Trouver sa voix

Les films se suivent mais ne se ressemblent pas au Festival du cinéma international en Abitibi-Témiscamingue (FCIAT), et c’est tant mieux. Et on voyage, de la campagne québécoise actuelle (Le rang du lion) à Auschwitz durant la Shoah (Le fils de Saul), en passant par le New York des années 1950 (Brooklyn). De la variété, donc, mais de la qualité, surtout. Prenez le film Fatima, un voyage plutôt intérieur, celui-là basé sur les Mémoires de Fatima Elayoubi, et que le cinéaste Philippe Faucon est venu présenter.
Une Française d’origine marocaine qui, faute de maîtriser le français, vit un grand isolement avant de recouvrer une voix, sa voix, Fatima est mère de deux filles : Souad, 15 ans, et Nesrine, 18 ans. La cadette est au bord du décrochage tandis que l’aînée entame des études en médecine. Fatima voudrait qu’elles se forgent une meilleure vie que la sienne, et elle trime dur pour faire en sorte que cela se produise. En sous-titre, on pourrait surnommer cette femme de ménage courageuse « la mère Goriot ».
« Après avoir lu son livre Prière à la lune, j’ai voulu connaître Fatima Elayoubi, se souvient Philippe Faucon. Il faut savoir que durant toute sa vie de femme immigrante installée en France, elle a tenu ce journal, une espèce de grand cahier dans lequel elle rendait compte de son quotidien. Elle recourait aussi à des poèmes… C’est une forme forcément très introspective. Ce qui en ressort, c’est la frustration qui découle du manque de communication avec ses filles, qui elles vivent en français. Son désir de rétablir cette communication avec elles est un moteur. Cela, et aussi son souci presque maladif de les voir réussir, de les voir s’épanouir. »
Fatima Elayoubi, elle, a été déscolarisée enfant, à neuf ans, alors qu’elle était consciente de son potentiel scolaire.
« Elle écrit avoir ressenti cela comme une aiguille enfoncée dans le coeur », note le cinéaste.
Une personnalité très riche
Entre abnégation et pression, Fatima couve donc sa progéniture autant qu’elle la pousse. Avec à la base une héroïne tributaire d’un parcours aussi particulier, trouver la bonne comédienne ne fut pas chose aisée.
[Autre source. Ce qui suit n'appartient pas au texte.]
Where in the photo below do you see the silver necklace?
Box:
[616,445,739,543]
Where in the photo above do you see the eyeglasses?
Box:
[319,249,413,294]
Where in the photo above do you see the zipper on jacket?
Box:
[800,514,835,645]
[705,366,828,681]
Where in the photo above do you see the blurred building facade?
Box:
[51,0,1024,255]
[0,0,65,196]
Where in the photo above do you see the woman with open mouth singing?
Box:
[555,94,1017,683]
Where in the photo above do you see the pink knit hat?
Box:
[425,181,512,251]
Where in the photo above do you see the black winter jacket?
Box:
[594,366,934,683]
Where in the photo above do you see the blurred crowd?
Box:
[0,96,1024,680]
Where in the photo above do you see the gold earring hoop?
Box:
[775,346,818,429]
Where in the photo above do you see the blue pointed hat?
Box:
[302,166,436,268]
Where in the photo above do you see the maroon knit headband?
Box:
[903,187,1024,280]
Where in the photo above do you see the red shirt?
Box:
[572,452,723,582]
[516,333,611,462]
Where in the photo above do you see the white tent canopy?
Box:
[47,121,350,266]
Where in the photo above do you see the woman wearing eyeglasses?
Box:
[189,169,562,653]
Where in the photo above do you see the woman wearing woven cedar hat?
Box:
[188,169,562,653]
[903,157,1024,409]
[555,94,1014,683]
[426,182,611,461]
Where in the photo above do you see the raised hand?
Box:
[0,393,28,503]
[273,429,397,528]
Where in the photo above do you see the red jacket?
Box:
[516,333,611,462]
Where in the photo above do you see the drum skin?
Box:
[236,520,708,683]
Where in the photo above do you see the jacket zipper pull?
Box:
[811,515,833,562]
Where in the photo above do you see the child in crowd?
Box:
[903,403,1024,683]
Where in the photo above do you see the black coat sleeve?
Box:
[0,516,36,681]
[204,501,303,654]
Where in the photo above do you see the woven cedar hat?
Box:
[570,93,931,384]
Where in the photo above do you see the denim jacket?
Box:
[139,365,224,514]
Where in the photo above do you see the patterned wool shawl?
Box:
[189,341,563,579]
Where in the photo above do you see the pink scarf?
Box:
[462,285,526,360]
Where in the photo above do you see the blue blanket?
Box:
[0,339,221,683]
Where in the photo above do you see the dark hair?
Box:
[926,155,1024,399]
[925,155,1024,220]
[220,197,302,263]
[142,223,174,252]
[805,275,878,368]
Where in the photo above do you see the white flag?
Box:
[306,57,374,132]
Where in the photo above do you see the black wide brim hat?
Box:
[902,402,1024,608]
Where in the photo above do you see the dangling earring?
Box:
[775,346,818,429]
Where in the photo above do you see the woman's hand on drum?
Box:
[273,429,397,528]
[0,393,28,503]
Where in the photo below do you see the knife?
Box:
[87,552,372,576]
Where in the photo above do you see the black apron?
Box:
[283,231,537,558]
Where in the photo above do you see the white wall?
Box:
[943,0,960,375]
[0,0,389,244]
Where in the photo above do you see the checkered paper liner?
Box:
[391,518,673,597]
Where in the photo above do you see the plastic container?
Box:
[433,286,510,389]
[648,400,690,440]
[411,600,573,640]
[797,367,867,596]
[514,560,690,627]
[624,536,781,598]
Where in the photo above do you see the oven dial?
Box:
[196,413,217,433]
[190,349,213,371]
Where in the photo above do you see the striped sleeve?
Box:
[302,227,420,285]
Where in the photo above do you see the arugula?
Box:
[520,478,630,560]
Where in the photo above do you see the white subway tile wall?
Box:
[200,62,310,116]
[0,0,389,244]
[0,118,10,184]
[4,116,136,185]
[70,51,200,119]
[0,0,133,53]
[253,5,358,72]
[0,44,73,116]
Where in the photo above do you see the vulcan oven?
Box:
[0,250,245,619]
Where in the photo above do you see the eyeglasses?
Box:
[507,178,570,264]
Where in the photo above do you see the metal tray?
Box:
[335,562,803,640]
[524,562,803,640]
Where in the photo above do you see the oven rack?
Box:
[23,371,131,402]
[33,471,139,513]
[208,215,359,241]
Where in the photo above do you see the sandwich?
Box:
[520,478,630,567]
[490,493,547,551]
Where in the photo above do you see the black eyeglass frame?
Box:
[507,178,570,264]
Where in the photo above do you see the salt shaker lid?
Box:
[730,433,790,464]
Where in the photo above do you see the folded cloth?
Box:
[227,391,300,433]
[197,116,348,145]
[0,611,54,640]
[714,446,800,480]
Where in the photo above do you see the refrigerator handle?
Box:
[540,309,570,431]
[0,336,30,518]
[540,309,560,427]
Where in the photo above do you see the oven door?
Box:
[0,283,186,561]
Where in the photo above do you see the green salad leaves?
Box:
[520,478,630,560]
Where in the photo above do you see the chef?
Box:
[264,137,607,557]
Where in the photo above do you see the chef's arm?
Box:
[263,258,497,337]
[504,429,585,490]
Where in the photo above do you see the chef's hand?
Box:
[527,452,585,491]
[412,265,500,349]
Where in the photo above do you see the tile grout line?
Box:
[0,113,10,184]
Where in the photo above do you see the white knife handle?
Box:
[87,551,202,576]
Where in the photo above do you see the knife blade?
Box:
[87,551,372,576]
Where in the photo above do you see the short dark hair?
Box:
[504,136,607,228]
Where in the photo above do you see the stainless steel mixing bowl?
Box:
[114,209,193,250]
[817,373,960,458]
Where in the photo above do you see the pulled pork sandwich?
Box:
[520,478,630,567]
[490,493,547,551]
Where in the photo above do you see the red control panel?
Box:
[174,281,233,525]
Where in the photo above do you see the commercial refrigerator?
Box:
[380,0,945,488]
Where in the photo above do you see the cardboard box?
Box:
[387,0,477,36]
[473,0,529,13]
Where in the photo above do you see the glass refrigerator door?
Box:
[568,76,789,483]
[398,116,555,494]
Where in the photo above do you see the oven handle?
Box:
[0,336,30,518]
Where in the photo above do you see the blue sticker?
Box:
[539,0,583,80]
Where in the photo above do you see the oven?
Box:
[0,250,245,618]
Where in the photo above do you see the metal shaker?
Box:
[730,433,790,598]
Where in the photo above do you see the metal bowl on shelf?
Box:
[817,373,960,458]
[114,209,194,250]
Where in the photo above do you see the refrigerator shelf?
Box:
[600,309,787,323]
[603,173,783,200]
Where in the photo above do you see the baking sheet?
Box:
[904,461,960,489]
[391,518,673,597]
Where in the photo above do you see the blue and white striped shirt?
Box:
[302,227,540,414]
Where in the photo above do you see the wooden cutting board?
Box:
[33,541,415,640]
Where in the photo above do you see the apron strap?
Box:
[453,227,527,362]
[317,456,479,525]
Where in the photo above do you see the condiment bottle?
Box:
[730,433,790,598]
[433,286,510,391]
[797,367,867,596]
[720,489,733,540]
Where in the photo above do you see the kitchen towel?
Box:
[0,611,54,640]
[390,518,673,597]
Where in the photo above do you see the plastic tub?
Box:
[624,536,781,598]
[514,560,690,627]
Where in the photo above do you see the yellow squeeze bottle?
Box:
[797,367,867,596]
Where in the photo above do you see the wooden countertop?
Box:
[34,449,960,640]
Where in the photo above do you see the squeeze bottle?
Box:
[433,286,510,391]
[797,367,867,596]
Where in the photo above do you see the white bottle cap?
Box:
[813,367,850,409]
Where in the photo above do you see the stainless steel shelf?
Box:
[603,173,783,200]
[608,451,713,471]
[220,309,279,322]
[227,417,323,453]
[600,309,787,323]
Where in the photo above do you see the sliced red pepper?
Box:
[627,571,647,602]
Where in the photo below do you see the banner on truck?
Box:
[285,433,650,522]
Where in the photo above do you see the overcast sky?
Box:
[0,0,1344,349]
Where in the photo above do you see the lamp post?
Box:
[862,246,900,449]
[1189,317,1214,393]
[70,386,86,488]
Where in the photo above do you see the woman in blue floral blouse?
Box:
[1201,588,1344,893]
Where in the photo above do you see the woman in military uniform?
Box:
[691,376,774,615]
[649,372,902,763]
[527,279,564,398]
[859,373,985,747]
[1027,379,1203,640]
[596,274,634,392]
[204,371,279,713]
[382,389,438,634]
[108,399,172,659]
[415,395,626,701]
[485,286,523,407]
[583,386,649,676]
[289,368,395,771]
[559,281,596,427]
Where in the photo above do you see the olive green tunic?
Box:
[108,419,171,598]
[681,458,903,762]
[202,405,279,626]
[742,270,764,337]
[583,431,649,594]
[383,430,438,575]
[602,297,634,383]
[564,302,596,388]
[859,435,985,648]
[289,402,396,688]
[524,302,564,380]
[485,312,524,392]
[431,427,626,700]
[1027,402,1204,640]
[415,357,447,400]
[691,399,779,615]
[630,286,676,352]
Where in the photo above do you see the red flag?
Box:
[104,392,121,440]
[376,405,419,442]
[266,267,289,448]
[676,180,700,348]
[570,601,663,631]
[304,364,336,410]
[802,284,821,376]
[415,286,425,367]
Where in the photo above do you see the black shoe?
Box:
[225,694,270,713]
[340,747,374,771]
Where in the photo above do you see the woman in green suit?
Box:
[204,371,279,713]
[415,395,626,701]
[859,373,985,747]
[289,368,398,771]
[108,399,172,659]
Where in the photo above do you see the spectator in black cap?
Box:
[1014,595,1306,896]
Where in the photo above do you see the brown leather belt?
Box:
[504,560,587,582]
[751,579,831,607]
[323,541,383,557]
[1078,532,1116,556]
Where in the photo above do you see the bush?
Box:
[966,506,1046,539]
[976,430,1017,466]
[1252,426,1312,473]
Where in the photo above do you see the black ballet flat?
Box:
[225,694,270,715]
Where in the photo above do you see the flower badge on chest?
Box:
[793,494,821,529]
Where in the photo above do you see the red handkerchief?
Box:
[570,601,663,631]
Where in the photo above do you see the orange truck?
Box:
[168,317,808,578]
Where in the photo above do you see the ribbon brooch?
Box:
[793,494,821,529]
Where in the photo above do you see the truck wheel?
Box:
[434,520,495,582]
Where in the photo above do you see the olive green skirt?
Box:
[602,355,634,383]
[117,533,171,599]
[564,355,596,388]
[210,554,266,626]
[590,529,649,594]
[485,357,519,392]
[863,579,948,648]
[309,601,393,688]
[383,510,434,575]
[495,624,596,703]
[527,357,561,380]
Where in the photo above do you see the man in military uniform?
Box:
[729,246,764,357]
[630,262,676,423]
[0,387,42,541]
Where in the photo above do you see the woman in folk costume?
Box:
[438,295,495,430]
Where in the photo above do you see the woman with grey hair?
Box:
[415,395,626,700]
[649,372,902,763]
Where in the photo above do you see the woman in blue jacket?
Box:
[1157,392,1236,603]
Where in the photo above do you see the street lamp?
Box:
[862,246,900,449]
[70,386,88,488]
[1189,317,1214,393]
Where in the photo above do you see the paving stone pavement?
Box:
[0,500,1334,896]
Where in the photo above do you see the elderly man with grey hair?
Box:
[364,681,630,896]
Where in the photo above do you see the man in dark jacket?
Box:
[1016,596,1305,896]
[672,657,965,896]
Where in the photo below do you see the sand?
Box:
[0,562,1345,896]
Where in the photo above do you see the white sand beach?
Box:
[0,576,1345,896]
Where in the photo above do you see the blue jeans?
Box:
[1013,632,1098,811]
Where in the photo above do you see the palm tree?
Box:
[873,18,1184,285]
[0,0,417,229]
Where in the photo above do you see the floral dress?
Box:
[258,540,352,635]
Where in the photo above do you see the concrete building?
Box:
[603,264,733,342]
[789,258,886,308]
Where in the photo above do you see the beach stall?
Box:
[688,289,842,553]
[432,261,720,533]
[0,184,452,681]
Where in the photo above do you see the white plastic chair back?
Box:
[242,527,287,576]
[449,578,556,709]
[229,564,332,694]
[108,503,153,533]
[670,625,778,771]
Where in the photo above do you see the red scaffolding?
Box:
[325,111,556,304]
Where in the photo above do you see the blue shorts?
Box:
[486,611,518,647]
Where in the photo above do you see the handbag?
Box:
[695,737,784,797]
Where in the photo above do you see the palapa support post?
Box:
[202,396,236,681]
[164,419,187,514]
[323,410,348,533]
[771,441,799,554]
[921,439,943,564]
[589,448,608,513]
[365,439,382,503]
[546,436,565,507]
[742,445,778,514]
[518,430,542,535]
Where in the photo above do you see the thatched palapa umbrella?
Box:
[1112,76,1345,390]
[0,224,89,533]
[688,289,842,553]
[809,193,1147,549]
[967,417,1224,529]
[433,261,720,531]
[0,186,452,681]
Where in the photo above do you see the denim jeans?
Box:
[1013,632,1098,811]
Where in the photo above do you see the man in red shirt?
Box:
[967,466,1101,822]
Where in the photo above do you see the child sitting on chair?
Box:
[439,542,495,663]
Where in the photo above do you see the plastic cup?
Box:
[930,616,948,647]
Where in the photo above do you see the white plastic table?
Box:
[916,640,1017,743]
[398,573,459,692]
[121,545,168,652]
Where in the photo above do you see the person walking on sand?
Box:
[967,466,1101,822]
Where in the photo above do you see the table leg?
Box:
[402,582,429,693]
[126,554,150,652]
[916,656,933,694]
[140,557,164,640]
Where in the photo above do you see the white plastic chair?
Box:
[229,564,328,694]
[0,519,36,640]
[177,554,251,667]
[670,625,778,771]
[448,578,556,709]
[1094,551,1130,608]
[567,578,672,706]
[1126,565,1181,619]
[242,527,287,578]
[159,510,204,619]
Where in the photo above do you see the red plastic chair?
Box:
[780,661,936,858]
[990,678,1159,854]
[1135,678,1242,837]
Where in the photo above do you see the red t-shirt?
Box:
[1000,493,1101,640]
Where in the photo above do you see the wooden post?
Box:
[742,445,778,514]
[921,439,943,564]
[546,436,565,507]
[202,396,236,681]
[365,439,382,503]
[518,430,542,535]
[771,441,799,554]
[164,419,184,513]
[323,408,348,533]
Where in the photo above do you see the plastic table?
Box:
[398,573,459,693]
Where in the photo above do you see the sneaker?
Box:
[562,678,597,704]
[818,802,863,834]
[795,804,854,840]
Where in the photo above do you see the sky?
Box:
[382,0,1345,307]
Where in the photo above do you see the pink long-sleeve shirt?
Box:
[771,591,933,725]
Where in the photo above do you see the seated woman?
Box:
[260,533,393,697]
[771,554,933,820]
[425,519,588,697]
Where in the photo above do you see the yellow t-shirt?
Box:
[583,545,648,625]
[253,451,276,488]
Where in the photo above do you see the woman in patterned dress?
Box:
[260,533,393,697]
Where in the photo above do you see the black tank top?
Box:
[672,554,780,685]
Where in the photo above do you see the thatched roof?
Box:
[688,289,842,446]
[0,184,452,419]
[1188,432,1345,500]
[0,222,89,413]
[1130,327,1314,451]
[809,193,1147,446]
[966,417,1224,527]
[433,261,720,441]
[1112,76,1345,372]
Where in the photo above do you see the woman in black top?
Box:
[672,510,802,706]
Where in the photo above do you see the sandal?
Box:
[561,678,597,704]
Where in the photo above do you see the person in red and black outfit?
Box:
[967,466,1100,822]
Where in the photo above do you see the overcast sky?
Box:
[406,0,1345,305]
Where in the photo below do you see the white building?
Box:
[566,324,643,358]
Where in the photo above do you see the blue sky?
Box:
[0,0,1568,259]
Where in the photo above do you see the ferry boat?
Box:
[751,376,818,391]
« On a organisé des auditions avec les quelques actrices professionnelles qu’on estimait pouvoir être crédibles, mais ça n’allait pas. C’est un personnage muet, privé d’expression en société. Fatima est l’une de ces nombreuses femmes invisibles indispensables, mais déconsidérées. En même temps, elle est hors norme. Toute seule, de façon complètement autodidacte, elle est parvenue à reconquérir sa personnalité, une personnalité très riche, très forte. Elle s’est raccrochée à ce qui lui est le plus précieux après ses filles : sa langue. D’abord privée, cette expression-là a éventuellement mené à son ouverture au monde. »
« Mais bref, pour jouer cela, tout cela, une actrice qui dans les faits maîtrise le français, ça sonnait faux. Je n’y croyais pas. J’ai donc décidé de prendre un risque en cherchant une non professionnelle. »
Après un détour au Maroc, c’est finalement à Lyon que Philippe Faucon a déniché sa Fatima : Soria Zeroual.
Un beau succès
Un projet de passion, un projet de coeur, Fatima constitue plus qu’un simple film pour le cinéaste.
« C’est une expérience humaine inoubliable qu’on a vécue, tous », confie-t-il.
À noter que Fatima connaît un beau succès critique et populaire en France (plus de 120 000 entrées lors des deux premières semaines). Vrai que depuis sa sélection à Cannes, à la Quinzaine des réalisateurs, des échos élogieux le précédaient. Qui plus est, la question de l’intégration demeure, là-bas comme ici d’ailleurs, dans l’air du temps.
Au Québec, un embargo critique empêche pour l’heure d’écrire tout le bien qu’on a pensé du film. On y remédiera lors de sa sortie en salle prévue le 27 novembre.
François Lévesque se trouve à Rouyn-Noranda à l’invitation du FCIAT.